There have, regrettably, been quite a few times during human history when it's been tricky and/or downright dangerous to be a Jew. Germany in the last years of the 11th century, for instance. Sure, you can get by, but you have to accept certain constraints on your activities and movements. Certainly if, as the (unnamed) protagonist here does, you decide to take advantage of the opportunity to slip a length of kosher bratwurst to the local tax-collector's wife and than saunter back through the streets in a smug post-coital haze, you may find yourself in trouble. And trouble is certainly what our hero finds, as he's set upon by a mob who lop off his Jewish jewels and leave him to bleed to death.
While lying in the street bleeding (though not, as it turns out, to death) our protagonist cries out to God for deliverance and is rewarded with a vision of Jesus telling him to go (after going home and tidying up a bit) on a pilgrimage to Jerusalem. Quite the trek from Germany, but, having little to keep him where he is, he sets off. As if the ever-present threat of getting murdered were not enough, he acquires a motley group of travelling companions, of various degrees of actual concrete existence outside his own head: the headless corpse of the tax-collector he cuckolded, the pig who ate his discarded genitals after he was attacked, a strange bony figure called Bruder Pförtner who appears to be a manifestation of Death.
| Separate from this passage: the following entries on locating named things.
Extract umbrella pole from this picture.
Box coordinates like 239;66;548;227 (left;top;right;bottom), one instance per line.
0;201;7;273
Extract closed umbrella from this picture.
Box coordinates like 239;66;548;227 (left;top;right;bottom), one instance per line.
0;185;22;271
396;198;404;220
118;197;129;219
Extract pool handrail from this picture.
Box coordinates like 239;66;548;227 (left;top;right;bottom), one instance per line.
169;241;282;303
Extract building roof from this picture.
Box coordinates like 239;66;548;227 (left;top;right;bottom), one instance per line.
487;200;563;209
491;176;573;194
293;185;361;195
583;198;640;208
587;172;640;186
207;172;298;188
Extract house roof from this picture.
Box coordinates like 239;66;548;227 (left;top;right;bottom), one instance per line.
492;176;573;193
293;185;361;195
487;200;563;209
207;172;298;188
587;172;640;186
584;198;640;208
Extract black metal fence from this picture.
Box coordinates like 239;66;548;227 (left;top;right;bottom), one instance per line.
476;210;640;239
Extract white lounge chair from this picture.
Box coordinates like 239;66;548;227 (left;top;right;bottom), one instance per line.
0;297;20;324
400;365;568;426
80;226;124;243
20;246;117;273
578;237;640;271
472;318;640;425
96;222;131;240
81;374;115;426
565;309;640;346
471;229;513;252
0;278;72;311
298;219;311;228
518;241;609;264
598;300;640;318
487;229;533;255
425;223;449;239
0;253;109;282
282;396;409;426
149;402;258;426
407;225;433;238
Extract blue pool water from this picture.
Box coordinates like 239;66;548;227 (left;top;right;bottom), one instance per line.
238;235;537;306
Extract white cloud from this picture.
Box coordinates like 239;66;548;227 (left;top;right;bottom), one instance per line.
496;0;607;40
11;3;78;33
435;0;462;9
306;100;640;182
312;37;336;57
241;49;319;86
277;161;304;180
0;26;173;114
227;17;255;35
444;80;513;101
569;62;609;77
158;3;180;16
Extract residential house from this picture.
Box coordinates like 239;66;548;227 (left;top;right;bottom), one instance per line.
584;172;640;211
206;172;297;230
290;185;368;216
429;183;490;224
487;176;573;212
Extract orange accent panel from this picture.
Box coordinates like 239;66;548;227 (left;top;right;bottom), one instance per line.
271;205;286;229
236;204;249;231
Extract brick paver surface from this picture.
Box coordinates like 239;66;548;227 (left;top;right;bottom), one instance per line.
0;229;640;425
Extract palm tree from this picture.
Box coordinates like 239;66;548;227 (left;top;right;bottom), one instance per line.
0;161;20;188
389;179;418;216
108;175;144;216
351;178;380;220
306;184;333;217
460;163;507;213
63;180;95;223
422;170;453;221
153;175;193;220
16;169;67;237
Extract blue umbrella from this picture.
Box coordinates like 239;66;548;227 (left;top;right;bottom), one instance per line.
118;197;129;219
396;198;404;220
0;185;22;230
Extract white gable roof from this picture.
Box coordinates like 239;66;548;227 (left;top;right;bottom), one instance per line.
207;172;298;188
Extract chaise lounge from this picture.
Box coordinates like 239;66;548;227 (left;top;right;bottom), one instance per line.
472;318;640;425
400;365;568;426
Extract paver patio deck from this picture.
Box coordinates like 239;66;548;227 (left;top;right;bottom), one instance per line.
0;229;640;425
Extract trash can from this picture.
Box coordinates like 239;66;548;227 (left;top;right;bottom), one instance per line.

Like a great many pilgrimages to Jerusalem, this one is fated never to reach its destination: captured while hitching a ride on a boat, our hero is sold into slavery to a merchant called Bembel Rudzuk, a man of philosophical bent who is immediately persuaded to grant Pilgermann (the name he's now using for himself, which just means "pilgrim") his freedom. His original quest now derailed somewhat, Pilgermann and Bembel Rudzuk head off to the ancient city of Antioch, where they decide to use a spare piece of land to build an enormous tile pattern with a tower in the middle - the layout of the tiles (featured on the front of my paperback version, if you look closely) is a design thought up by Pilgermann and meant to represent some philosophical concept or other.
This is all well and good, but real life must intervene, and Pilgermann and Bembel Rudzuk find themselves caught up in the siege of Antioch, this being the time of the Crusades. As well as the group of apparitions that accompanied him to Antioch, Pilgermann is now troubled by visitations from what appears to be a harbinger of his own death, more frequently as the crusaders, led by the terrifying Bohemond, draw closer to the gates of the city. It looks like he won't be getting to Jerusalem after all.
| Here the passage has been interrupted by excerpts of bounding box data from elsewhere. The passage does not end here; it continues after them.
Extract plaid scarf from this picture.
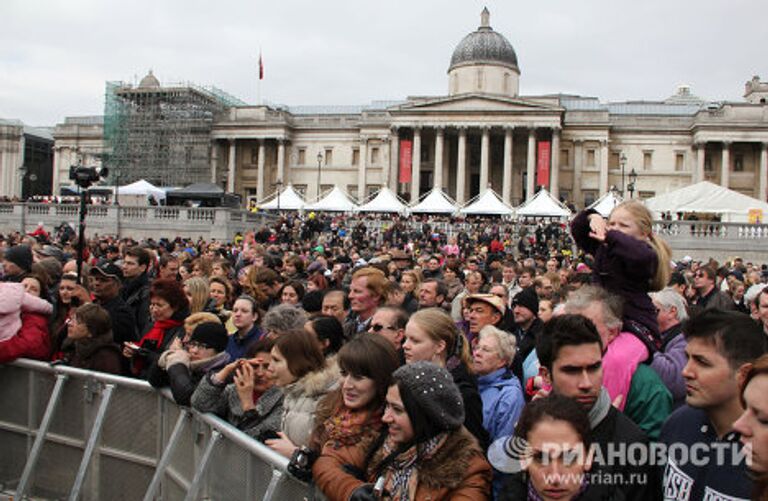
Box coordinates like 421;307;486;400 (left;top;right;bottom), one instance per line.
382;433;448;501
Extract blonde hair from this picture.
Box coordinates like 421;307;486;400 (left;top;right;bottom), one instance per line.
184;277;211;313
184;311;221;332
611;200;672;291
408;308;472;372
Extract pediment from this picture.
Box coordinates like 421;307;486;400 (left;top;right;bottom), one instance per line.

This was the novel that Russell Hoban wrote immediately after Riddley Walker, in 1983. It's similar in being an outlier relative to his normal output inasmuch as it's not set in the present day; while Riddley Walker was set a couple of thousand years into some speculatively imagined future, Pilgermann is set 900-odd years in the past. While Riddley Walker was a challenging read because of the bizarre argot in which it was written, Pilgermann is challenging because of the density of some of the more theological passages, and the blurring of fantasy and reality. But what they both have in common, despite the playfulness of some of the prose, is that they're deadly serious, whereas some of Hoban's other books have a whimsical edge to them. I actually think this might be even better than Riddley Walker, despite being pretty gnarly going in some of the more theologico-philosophical passages. I certainly think that the 3-4-year period that saw both books' publication was the pinnacle of Hoban's career, for all that much of the other stuff is charming and challenging in its own way.
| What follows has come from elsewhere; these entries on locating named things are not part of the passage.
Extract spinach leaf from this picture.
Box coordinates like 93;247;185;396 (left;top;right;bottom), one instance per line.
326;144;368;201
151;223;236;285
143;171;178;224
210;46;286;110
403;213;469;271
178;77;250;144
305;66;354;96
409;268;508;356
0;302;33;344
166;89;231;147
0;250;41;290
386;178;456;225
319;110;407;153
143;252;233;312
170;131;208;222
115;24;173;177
That said, while it's fairly obvious what it's about on the surface, i.e. 11th-century Jew gets turned into a eunuch and heads for Jerusalem only to get diverted to Antioch with hilarious and ultimately fatal consequences, if you were to ask: yes, that's what it's about, but, you know, what's it actually about? I'm not sure I'd be able to give you a convincing answer. While the book is suffused with religion, for instance, it's not clear what either the narrator's or the author's views are on the subject. This is no bad thing, as you don't necessarily want to be whacked over the head with a Verdict. Best to just revel in the richness and weirdness of it all and marvel at how lightly Hoban wears his erudition.
Parallels with other books in this series:
- the entire novel being dictated by the dead spirit of the main protagonist is familiar from The Lovely Bones and The Birthday Boys, though the narrator here is a bit more explicit about his situation;
- the business with Bruder Pförtner and his undead chums priapically rampaging their way around the place, raping small children and fornicating with pigs is strongly reminiscent of some of the bizarre rapey interludes in The Infernal Desire Machines Of Dr. Hoffman.